A team of graduate and undergraduate students works with
Agarwal, Angst and other Smith School faculty on research
projects ranging from the investigation of mobile computing
in hospitals to legislation related to health IT and its
impact on the health care industry. CHIDS has researched the
adoption and diffusion of digital medical records, the
business value of health IT, the effect of technology on
workflows in hospitals, optimizing various operations in
health facilities such as the allocation of beds, and the
readiness of physician’s practices to adopt electronic
medical records. The center circulates quarterly briefs
describing their research results,
which can be viewed
online.
As well as producing cutting-edge research, CHIDS is also
actively working with federal and regional health agencies
to drive policy decisions about health care technologies.
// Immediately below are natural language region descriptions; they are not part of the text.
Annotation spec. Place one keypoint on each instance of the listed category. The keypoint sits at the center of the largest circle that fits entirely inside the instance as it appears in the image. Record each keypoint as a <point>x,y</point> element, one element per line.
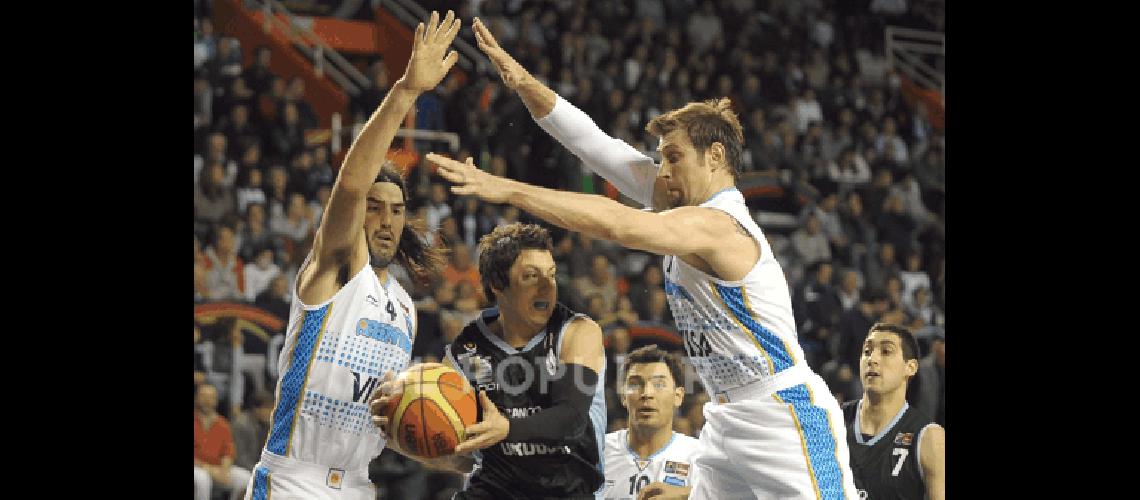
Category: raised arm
<point>630,171</point>
<point>340,239</point>
<point>687,230</point>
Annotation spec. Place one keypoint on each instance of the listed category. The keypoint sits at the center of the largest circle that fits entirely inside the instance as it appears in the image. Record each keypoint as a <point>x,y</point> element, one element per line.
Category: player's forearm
<point>630,171</point>
<point>366,155</point>
<point>538,98</point>
<point>592,214</point>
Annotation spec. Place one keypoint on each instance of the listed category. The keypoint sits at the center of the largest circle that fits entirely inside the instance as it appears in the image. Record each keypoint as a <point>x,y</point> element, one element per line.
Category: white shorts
<point>285,478</point>
<point>783,441</point>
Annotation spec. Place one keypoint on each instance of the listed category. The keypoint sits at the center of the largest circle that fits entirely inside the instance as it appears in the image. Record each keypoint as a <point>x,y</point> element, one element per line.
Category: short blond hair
<point>706,122</point>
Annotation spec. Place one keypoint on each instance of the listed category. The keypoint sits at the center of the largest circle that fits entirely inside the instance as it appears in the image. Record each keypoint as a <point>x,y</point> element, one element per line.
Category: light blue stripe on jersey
<point>260,484</point>
<point>770,342</point>
<point>815,429</point>
<point>293,382</point>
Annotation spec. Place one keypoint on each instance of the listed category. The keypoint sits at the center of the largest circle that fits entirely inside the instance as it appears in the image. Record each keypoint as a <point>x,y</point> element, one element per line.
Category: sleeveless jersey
<point>626,474</point>
<point>516,380</point>
<point>886,466</point>
<point>333,358</point>
<point>735,333</point>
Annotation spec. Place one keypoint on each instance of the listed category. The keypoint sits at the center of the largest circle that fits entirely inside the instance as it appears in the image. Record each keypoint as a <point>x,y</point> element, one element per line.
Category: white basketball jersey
<point>739,332</point>
<point>626,473</point>
<point>333,358</point>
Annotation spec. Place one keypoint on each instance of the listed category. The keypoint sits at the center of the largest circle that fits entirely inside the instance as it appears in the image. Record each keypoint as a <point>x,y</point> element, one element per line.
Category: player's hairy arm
<point>682,231</point>
<point>933,460</point>
<point>340,236</point>
<point>630,171</point>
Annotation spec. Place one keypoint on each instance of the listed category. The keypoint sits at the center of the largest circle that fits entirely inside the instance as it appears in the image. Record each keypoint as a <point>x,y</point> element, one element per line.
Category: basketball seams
<point>428,387</point>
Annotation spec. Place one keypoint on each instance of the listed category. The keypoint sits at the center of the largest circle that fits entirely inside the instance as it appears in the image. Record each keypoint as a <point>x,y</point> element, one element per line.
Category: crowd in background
<point>861,169</point>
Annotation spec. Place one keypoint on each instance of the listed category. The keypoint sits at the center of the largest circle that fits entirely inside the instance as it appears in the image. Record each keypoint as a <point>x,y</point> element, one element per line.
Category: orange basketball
<point>437,407</point>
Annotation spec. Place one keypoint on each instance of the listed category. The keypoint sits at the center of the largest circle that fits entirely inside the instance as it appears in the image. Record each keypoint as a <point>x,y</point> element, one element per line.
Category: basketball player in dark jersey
<point>537,367</point>
<point>896,451</point>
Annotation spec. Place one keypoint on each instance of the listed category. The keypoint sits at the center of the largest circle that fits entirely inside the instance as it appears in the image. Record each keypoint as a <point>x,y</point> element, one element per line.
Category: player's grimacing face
<point>650,394</point>
<point>683,170</point>
<point>534,288</point>
<point>881,367</point>
<point>383,222</point>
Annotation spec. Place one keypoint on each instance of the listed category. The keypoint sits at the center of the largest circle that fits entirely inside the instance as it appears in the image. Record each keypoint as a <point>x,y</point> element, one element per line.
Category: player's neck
<point>879,409</point>
<point>381,273</point>
<point>646,441</point>
<point>515,332</point>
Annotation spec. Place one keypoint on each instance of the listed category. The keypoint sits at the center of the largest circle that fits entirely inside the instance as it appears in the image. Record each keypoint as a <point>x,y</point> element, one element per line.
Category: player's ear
<point>716,154</point>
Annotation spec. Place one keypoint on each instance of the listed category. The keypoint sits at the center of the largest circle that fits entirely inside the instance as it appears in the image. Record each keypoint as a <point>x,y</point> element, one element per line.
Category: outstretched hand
<point>470,180</point>
<point>512,72</point>
<point>487,433</point>
<point>428,65</point>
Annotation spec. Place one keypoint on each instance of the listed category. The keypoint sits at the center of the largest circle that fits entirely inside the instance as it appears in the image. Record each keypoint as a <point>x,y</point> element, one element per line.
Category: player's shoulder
<point>615,439</point>
<point>685,444</point>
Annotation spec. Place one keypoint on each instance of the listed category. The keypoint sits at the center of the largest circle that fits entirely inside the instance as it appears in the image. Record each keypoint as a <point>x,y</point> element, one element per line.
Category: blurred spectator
<point>205,43</point>
<point>894,224</point>
<point>856,322</point>
<point>225,275</point>
<point>659,313</point>
<point>251,191</point>
<point>861,234</point>
<point>806,109</point>
<point>913,277</point>
<point>213,449</point>
<point>294,95</point>
<point>371,97</point>
<point>809,242</point>
<point>848,289</point>
<point>259,76</point>
<point>437,206</point>
<point>255,235</point>
<point>212,201</point>
<point>251,428</point>
<point>260,273</point>
<point>600,281</point>
<point>922,309</point>
<point>652,278</point>
<point>295,224</point>
<point>931,394</point>
<point>817,310</point>
<point>286,136</point>
<point>461,269</point>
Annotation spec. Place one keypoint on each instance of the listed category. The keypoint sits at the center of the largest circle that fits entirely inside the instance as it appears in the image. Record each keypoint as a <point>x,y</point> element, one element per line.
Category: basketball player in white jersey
<point>350,322</point>
<point>650,458</point>
<point>772,428</point>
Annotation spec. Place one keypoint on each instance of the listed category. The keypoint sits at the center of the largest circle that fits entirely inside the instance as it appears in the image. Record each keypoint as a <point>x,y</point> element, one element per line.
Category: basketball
<point>429,420</point>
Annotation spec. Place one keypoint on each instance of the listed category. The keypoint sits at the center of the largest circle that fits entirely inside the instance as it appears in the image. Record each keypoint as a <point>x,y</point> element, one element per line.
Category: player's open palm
<point>487,433</point>
<point>470,180</point>
<point>512,72</point>
<point>428,65</point>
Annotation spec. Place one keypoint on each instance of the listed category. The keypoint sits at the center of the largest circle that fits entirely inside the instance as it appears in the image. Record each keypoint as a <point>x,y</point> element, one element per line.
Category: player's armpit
<point>933,460</point>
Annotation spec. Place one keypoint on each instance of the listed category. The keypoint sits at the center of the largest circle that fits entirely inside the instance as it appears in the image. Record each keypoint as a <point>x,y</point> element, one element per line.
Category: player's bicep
<point>584,345</point>
<point>681,231</point>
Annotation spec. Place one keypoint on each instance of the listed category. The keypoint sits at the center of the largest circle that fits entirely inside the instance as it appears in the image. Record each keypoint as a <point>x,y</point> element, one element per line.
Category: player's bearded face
<point>534,289</point>
<point>383,222</point>
<point>882,368</point>
<point>650,395</point>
Agarwal and Angst have given expert testimony to the
Department of Health and Human Services’ National Committee
on Vital and Health Statistics (NCVHS), the American Health
Information Community (AHIC) Consumer Empowerment Workgroup,
the Office of the National Coordinator for Health IT, the
Markle Foundation’s Connecting Americans initiative, and
many others.
Incorporating information technology into the delivery
and management of health is more than an academic issue: it
has life and death implications. This technology has the
potential to reduce, if not entirely eliminate, many
unnecessary deaths each year. “According to an Institute of
Medicine report in 1999, almost 100,000 people die every
year as a result of medical errors that could have been
prevented. If we have a complete medical record that goes
with us, anyone who treats us will know all of our
information, which could cut down many of those medical
errors,” says Angst. He also points to the cost benefits
that digitized records will make possible. “If we could just
reduce duplicate tests by making information available to
multiple entities involved in treating a patient, we could
significantly improve efficiencies within the system.”
Support for CHIDS comes from a wide range of industry
stakeholders, from pharmaceutical companies such as
Johnson&Johnson and Pfizer, to insurance providers, to IT
vendors and others. The center recently received a planning
grant from the National Science Foundation (NSF) and a
subcontract from the Department of Health and Human
Services’ Assistant Secretary for Planning and Evaluation (ASPE).